Using random data can be pretty tricky. As always there are two types of people - who uses random a lot, and who don't.

Let's compare these two ways.

Random No Random
  • Every run you get a new set of data to use
  • Coverage is increasing with each test run
  • You don't need to think about duplicates in data, assuming random is working well
  • Every run is on same (or identical) set of data
  • Pesticide Paradox in place
  • You need to handle duplicates - delete data from previous runs, or in some other way
From the table above using Random seems to be the best choice, but there are some pitfalls.


Tests are not repeatable

One of the main ideas about automated testing is - tests should be repeatable. This means that no matter how many times you run the same test against the same system - it should provide the same outcome.

With using random values - this is not the case. You always run slightly different test case, and if some value appears to be buggy - you will see this only in logs, and won't be able to run the automated test on the same values again.

Tips:
  • Even though your tests are using random data - leave an option to provide specific data for test run.
  • Write separate test cases with specific data for found bugs. This will help you to find regressions.


Random generated value needs to be in the same Equivalence class

If you don't know about partitions - please read about Equivalence Partitioning. There is a good article about it on Software Testing Class -  Boundary Value Analysis and Equivalence Class Partitioning With Simple Example

Let's assume that we need to test checkout in online shop - we need to select a product, and enter quantity of items we want to buy. And the requirement is - nobody can order more than 10 pcs.

So valid values will be 1-10 items, and invalid values - below or equal to 0, above 10.

As you see we can't just put random number in here - we need to limit randomness range.

Your testing solution need to be able to generate two kind of random quantity values - valid and invalid. 

And for such a simple case it sounds easy and obvious. But when it come to something more complex (for example Full name for a person, Address or Filename) - preparing random data can be troublesome.

Tips:
  • Randomly generate only valid values for positive cases, you probably have some rules for valid values and you can stick to them
  • Use non-random values for negative cases - range of invalid values is usually far bigger than valid ones, while outcome of test coverage is pretty small
  • Separate generation of random data from other code. If you will have some separate Class/Generator which will contain all the rules - it will be much easier for you to modify the rules


DB overload with randomized test data

If you don't care about clearing you data - you will soon be overloaded.

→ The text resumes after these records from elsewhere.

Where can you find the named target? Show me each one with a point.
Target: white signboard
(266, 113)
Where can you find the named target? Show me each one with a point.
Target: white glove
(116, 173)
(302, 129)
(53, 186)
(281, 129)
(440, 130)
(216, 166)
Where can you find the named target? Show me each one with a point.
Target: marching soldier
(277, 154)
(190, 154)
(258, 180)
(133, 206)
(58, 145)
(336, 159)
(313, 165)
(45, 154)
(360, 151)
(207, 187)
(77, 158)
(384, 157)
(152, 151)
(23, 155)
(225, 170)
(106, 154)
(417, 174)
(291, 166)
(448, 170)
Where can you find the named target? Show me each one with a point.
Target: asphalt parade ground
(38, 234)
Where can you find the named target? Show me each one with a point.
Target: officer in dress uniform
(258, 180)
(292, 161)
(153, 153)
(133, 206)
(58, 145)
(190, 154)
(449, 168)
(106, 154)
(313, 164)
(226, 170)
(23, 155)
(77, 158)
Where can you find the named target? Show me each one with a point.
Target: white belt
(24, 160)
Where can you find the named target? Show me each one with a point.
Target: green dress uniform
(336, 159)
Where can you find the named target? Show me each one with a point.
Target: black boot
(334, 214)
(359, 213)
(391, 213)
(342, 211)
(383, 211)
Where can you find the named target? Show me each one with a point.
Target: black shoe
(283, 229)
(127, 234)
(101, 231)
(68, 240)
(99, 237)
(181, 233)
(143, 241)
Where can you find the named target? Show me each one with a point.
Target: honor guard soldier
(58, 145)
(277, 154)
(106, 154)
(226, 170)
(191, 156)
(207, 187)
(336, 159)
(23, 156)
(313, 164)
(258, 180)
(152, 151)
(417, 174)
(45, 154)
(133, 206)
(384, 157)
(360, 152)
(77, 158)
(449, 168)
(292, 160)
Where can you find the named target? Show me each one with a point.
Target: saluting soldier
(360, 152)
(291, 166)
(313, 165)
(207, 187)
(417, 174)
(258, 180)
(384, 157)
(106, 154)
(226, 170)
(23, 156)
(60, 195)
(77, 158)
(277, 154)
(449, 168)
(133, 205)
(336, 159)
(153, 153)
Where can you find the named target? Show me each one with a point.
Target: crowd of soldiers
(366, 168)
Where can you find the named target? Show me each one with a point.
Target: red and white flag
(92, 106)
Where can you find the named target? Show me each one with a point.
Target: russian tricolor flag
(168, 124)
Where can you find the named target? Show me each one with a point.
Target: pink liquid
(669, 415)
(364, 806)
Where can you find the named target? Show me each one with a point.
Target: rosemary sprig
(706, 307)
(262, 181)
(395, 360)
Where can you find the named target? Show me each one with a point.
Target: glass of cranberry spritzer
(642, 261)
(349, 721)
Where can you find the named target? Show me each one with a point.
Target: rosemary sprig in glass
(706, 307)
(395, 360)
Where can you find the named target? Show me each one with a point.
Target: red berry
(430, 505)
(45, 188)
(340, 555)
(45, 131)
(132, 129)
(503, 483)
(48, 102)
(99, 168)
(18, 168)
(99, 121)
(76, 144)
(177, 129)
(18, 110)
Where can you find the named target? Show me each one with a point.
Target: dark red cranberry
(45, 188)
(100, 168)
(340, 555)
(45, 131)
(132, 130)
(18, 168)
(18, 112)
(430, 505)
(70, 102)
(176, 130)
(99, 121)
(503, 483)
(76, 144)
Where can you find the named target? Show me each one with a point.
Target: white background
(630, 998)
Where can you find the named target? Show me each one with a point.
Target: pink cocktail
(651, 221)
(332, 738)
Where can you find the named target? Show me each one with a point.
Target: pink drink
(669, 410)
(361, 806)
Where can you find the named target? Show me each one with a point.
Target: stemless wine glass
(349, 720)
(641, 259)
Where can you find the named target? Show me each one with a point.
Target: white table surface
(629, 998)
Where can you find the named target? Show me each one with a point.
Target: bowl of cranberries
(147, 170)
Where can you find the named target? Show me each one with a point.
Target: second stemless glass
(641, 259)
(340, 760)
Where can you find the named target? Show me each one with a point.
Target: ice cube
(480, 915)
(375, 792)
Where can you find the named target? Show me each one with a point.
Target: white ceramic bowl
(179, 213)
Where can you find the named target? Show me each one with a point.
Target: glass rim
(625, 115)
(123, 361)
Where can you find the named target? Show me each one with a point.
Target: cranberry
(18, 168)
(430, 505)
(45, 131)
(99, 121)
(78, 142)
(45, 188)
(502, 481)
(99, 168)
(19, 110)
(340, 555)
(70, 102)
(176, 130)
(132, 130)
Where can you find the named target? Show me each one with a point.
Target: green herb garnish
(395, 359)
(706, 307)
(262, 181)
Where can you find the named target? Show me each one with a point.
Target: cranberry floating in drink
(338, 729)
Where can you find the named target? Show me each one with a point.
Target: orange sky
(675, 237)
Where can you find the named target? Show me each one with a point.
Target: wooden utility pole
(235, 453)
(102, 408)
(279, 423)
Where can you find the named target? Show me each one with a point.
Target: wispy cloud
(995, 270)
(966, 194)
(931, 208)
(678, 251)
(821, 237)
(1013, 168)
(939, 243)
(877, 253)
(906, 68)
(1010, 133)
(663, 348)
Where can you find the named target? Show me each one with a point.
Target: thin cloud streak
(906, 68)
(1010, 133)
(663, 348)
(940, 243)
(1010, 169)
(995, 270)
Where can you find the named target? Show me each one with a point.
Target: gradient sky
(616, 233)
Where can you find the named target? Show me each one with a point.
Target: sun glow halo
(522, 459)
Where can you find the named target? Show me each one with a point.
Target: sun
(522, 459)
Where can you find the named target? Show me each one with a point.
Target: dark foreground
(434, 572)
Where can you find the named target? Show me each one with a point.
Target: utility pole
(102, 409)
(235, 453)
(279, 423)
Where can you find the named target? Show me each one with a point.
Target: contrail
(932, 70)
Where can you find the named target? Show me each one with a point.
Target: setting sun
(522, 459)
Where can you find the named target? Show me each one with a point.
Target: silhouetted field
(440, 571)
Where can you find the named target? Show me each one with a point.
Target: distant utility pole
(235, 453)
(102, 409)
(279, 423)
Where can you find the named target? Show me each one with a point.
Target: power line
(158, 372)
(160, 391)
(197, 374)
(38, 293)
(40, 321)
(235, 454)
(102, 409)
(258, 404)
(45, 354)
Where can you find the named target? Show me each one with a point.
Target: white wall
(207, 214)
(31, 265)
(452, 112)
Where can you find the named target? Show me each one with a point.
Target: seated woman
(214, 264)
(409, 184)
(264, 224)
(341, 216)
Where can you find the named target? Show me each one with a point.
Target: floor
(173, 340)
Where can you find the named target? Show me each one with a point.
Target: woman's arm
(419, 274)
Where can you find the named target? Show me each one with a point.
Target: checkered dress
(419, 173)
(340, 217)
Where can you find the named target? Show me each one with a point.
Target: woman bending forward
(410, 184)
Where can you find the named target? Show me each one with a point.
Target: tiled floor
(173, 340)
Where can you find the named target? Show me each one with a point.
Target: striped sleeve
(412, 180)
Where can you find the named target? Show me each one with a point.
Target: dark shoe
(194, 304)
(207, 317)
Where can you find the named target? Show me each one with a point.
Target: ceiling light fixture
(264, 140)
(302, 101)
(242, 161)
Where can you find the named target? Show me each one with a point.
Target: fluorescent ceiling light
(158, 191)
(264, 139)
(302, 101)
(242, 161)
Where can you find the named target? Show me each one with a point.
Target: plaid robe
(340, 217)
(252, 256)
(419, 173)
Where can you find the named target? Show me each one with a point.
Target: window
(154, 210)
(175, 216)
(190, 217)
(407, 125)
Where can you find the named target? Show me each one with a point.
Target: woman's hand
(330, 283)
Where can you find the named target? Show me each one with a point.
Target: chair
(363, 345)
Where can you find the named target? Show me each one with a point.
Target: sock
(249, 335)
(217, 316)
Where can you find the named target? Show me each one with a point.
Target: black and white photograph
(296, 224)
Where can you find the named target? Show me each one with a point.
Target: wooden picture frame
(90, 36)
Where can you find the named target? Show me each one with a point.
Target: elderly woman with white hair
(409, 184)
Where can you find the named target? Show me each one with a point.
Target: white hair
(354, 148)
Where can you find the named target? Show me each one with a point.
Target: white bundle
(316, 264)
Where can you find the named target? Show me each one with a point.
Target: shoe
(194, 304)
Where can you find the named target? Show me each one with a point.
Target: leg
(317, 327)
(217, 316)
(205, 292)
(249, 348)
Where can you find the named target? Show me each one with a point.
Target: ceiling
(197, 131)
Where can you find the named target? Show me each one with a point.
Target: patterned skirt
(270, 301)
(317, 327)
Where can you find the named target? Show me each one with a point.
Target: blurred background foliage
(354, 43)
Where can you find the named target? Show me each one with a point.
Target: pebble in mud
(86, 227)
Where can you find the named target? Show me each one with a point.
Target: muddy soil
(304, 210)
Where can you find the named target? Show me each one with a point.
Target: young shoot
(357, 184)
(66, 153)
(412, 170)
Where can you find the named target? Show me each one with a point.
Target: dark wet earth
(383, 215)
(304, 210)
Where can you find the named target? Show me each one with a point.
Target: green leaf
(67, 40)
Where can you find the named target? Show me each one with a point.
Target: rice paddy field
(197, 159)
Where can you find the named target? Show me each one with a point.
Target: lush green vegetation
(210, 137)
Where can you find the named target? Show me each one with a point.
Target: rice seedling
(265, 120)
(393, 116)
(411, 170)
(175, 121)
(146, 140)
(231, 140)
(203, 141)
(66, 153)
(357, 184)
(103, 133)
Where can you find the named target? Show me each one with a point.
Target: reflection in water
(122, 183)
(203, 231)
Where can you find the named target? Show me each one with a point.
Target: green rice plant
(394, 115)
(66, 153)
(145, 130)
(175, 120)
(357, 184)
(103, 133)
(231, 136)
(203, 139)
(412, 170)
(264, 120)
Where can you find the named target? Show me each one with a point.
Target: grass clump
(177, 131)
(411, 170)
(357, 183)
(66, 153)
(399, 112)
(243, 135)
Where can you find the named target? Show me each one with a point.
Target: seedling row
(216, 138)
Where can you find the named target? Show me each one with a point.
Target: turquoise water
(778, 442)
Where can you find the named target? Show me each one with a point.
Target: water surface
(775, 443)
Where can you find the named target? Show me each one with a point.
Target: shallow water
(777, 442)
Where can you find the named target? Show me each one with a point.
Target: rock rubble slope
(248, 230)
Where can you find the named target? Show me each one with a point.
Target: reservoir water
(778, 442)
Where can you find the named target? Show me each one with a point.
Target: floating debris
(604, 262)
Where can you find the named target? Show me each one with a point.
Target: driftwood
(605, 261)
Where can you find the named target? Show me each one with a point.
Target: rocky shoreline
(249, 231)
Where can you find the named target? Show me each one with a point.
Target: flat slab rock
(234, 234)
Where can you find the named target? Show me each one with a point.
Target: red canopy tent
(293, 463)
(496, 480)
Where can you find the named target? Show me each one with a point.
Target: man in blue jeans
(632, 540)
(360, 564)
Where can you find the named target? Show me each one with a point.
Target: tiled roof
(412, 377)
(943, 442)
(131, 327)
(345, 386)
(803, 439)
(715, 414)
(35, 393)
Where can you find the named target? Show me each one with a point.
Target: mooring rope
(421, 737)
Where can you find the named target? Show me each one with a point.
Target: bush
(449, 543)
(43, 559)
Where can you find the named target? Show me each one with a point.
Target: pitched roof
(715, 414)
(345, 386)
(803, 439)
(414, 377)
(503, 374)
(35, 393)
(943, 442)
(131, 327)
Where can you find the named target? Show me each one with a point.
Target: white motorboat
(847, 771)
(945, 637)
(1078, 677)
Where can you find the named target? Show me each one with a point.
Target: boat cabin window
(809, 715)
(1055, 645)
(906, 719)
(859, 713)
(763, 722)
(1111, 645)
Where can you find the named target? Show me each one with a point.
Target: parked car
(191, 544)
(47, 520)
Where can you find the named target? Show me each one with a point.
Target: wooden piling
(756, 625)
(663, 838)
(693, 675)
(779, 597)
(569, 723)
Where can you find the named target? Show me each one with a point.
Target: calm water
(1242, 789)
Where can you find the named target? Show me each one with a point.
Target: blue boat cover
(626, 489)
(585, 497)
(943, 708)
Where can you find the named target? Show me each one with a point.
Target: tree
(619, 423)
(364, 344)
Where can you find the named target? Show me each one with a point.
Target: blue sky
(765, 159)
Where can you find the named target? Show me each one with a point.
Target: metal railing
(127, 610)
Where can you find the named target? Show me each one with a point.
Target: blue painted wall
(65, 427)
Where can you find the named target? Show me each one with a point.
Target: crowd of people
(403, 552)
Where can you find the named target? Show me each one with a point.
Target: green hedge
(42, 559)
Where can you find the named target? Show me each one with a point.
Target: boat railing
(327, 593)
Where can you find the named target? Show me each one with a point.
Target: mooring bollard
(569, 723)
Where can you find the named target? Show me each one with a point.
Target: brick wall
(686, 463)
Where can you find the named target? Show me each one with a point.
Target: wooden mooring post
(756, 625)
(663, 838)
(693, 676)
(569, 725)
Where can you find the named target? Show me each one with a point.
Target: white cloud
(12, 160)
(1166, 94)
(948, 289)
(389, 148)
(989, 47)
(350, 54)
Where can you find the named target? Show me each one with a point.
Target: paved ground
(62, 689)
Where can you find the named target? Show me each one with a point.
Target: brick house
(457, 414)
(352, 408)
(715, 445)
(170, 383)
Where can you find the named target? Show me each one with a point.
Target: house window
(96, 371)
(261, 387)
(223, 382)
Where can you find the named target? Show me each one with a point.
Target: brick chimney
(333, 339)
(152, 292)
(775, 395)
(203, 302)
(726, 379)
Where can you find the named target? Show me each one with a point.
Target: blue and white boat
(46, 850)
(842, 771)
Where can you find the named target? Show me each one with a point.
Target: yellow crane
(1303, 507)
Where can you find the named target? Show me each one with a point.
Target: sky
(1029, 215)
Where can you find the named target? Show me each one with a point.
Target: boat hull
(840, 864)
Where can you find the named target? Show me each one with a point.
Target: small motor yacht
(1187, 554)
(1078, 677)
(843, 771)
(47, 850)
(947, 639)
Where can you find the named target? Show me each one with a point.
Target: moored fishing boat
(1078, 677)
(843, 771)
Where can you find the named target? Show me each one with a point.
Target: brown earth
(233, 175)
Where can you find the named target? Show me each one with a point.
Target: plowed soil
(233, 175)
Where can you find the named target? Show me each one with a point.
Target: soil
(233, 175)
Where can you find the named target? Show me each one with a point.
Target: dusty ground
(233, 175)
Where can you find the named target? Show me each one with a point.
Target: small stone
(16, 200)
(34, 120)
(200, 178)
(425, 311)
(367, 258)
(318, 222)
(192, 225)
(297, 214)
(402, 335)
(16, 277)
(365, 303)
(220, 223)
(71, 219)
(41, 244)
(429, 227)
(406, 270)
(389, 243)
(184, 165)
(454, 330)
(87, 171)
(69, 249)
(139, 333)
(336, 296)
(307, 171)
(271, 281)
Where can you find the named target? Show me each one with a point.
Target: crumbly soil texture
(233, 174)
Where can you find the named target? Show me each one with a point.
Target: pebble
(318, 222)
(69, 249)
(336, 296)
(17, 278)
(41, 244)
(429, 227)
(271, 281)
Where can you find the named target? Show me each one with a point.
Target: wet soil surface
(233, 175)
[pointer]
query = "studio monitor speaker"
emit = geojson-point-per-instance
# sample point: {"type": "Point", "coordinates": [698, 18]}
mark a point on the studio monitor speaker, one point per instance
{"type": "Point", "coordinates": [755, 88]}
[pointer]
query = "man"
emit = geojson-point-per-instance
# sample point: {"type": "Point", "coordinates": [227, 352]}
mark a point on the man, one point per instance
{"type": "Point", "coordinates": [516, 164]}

So no matter that random values give you an opportunity to bypass duplicates validation - you need to keep in mind this validation, and clear the created data.


Timestamp is not effectively random/unique

Let's say you need a Last name - just add an UNIX timestamp to the end and it will be random each time. Easy and seems unique. But in fact it's not.

UNIX timestamp is unique only across one machine for executing tests, without any changes of time and timezone (including DST). But in automation we usually run the tests across different machines - so timezones can overlap and provide duplicates for our "unique" values.

Tips:
  • Use GUID or some similar mechanism to maintain uniqueness
  • If your random value contains some illegal characters (for example dashes in GUID) - just replace them with some specific character. The value will still be unique.
  • If you are still using Timestamps - don't try to truncate or process them in any way, because any processing will limit it uniqueness even more.


In summary

If you are not concerned about Pesticide Paradox - I recommend you to not deal with Random data in your tests, or use it as least as possible. This way you won't need to handle all the things mentioned above, but you will need to implement some mechanism of clearing created data.